Au coeur du livre, un monde : Birdland. Un monde qui doit tout d'abord son existence à Charly Parker, surnommé Bird, célèbre saxophoniste qui comme beaucoup d'artistes, a vendu son âme au diable pour écrire les plus belles pages du Jazz dont ce titre : Birdland.
Ce monde, Bobby McGee le dessine jour après jour, nuit après nuit, sans relâche, des dessins qui sont pareils à une peinture de Bosch ou de Giger. Mais Bobby a, comme beaucoup d'artistes, lui aussi vendu son âme aux pires des démons : l'alcool et la drogue. Le whisky surtout, extrait des pires alambics clandestins de la New Orléans. Pourtant le jeune Trevor McGee voit en son père un héros, un dessinateur de génie et il l'aime.
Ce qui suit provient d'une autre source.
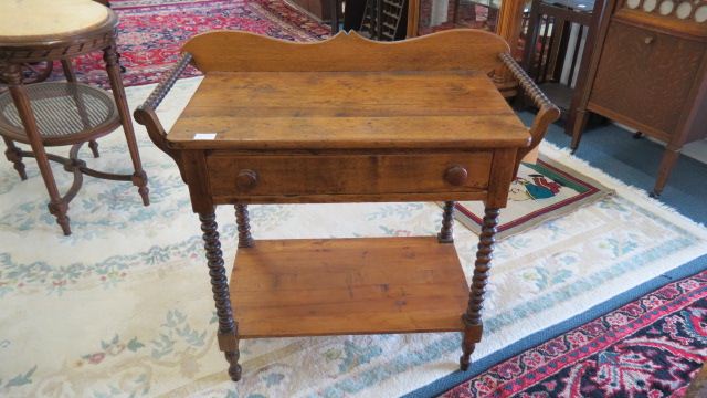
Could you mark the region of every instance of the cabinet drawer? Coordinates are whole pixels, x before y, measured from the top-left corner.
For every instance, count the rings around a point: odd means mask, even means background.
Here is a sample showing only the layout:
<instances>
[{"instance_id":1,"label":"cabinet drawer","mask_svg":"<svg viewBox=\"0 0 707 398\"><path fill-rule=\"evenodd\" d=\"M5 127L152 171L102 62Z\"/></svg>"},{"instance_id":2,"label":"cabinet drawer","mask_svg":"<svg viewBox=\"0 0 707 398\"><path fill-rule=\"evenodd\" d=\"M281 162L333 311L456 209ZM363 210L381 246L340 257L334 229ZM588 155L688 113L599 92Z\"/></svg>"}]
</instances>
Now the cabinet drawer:
<instances>
[{"instance_id":1,"label":"cabinet drawer","mask_svg":"<svg viewBox=\"0 0 707 398\"><path fill-rule=\"evenodd\" d=\"M612 21L590 103L666 138L674 134L696 84L703 54L704 44L698 41Z\"/></svg>"},{"instance_id":2,"label":"cabinet drawer","mask_svg":"<svg viewBox=\"0 0 707 398\"><path fill-rule=\"evenodd\" d=\"M482 191L492 151L421 155L214 153L207 158L214 197Z\"/></svg>"}]
</instances>

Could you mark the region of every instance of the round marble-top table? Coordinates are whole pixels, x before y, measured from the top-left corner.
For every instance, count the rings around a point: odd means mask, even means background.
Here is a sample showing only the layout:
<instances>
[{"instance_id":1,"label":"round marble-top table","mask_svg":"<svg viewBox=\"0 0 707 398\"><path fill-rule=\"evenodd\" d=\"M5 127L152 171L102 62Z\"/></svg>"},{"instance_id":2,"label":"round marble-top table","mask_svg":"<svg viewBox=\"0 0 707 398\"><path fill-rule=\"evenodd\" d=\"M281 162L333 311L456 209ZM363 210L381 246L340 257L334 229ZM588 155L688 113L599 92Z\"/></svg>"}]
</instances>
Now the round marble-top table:
<instances>
[{"instance_id":1,"label":"round marble-top table","mask_svg":"<svg viewBox=\"0 0 707 398\"><path fill-rule=\"evenodd\" d=\"M130 113L120 77L116 35L118 19L93 0L4 0L0 1L0 81L9 91L0 94L0 135L6 156L20 178L27 179L23 157L34 157L49 191L49 210L64 234L71 234L68 202L81 188L83 175L131 181L145 206L149 205L147 176L143 170ZM71 59L103 51L113 95L76 82ZM24 85L22 65L61 61L66 82ZM88 168L78 159L78 149L89 143L98 157L95 139L123 126L133 174L110 174ZM29 144L22 150L15 142ZM72 145L70 156L48 154L45 147ZM59 161L74 174L74 184L62 196L49 161Z\"/></svg>"}]
</instances>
Mais ce que le petit garçon ne voit pas, c'est que le diable a déjà fait son oeuvre.
Alors qu'un matin Trevor se réveille les yeux encore noyés de sommeil, il trouve toute sa petite famille massacrée par son père, le corps de sa mère brisé en deux et le crâne de son petit frère écrasé comme un citrouille. Le destin de Trevor est alors scellé : c'est à lui de finir l'oeuvre de son père... Birdland...

Vingt ans plus tard, au coeur de la Louisiane, de ses bayous, de ses bars miteux, de ses groupes de rock ou de Jazz, de ses drogues, Zach Bosch, pirate informatique de génie, est recherché par toutes les polices des Etats-Unis car il est capable de pénétrer le cyber espace, lieu virtuel où il peut pourtant s'adonner à toutes les escroqueries possibles et imaginables. Zach est contraint de fuir. Il quitte la New Orléans et choisit une nouvelle trajectoire, loin des ordinateurs et du piratage.
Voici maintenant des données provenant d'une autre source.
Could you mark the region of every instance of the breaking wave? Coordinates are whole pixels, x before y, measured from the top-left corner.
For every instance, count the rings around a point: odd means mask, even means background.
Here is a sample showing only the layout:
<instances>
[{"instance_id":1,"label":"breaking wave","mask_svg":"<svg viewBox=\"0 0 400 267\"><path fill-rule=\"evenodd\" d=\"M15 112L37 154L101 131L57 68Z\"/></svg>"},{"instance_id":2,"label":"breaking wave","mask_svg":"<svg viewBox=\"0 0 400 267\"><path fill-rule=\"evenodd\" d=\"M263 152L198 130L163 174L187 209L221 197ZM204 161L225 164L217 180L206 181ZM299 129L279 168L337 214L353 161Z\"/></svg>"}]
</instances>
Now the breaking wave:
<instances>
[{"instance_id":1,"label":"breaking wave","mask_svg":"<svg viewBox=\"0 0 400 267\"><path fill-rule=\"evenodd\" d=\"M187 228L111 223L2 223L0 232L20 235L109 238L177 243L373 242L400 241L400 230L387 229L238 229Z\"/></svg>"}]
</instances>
Dans sa nouvelle trajectoire, Zach rencontre Trevor MacGee. Deux solitudes qui se rencontrent, deux être habités par un même fantôme, celui du père. Pour Zach c'est un monstre atroce qui le bat et pour Trevor c'est l'assassin. Pour finir Birdland, Trevor a pourtant décidé de retourner à la maison, cette maison "de l'assassin de toute sa famille" que l'on dit aujourd'hui hantée. Zach, par amour, le suit jusqu'au bout du cauchemar...
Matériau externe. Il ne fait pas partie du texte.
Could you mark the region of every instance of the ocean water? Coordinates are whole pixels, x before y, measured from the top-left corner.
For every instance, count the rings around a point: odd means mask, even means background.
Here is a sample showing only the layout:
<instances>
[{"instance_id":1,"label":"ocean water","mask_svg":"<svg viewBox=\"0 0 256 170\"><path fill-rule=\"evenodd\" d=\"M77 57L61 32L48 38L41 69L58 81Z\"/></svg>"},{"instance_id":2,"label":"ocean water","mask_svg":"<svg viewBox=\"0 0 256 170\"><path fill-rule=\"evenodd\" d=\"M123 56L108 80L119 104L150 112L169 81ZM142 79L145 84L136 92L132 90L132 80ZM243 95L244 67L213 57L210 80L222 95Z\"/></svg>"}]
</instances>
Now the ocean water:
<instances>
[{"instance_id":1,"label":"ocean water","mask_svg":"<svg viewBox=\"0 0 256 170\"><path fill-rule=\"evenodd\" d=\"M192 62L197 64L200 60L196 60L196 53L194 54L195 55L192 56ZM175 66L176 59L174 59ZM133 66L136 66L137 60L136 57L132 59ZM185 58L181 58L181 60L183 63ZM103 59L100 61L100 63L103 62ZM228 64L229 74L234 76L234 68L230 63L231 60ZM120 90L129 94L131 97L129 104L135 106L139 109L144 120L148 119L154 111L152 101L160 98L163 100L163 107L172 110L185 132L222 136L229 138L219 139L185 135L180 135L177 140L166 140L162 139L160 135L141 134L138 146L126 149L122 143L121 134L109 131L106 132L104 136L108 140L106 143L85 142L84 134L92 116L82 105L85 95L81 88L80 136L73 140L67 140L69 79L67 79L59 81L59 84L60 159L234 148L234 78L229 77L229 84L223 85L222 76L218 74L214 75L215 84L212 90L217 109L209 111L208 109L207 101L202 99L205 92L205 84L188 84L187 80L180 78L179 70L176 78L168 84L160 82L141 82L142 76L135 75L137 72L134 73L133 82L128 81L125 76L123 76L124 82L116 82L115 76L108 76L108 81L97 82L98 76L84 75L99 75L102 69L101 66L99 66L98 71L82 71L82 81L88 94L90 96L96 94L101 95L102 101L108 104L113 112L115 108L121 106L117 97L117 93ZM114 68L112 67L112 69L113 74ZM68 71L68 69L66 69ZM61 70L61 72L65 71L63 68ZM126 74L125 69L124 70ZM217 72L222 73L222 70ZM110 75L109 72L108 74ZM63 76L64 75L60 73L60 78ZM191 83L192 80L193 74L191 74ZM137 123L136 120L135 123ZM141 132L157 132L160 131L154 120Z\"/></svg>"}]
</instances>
Dès que l'on parle de Poppy Z. Brite, on entend parler aussitôt de vampires, de serial killer et de gore. C'est en partie vrai. Mais ce n'est pas le cas de Sang d'encre...Le fantastique n'est ici qu'une toile de fond à peine esquissée et bon nombre d'entres vous pourraient bien être déçus. Le monde de Brite est peuplé de personnages fascinants pour la plupart, qui se rencontrent, s'aiment et se tuent. Sang d'encre, c'est un ensemble de lignes de vie qui se croisent, s'interceptent et qui s'entrechoquent jusqu'à dessiner un monde étrange et moite comme peut l'être un automne en Louisiane. Mais Sang d'encre c'est avant tout une fabuleuse histoire d'amour entre deux jeunes hommes que la vie poursuit. Mais pour qu'un amour vive, il faut l'éprouver. C'est ce que nous raconte Brite.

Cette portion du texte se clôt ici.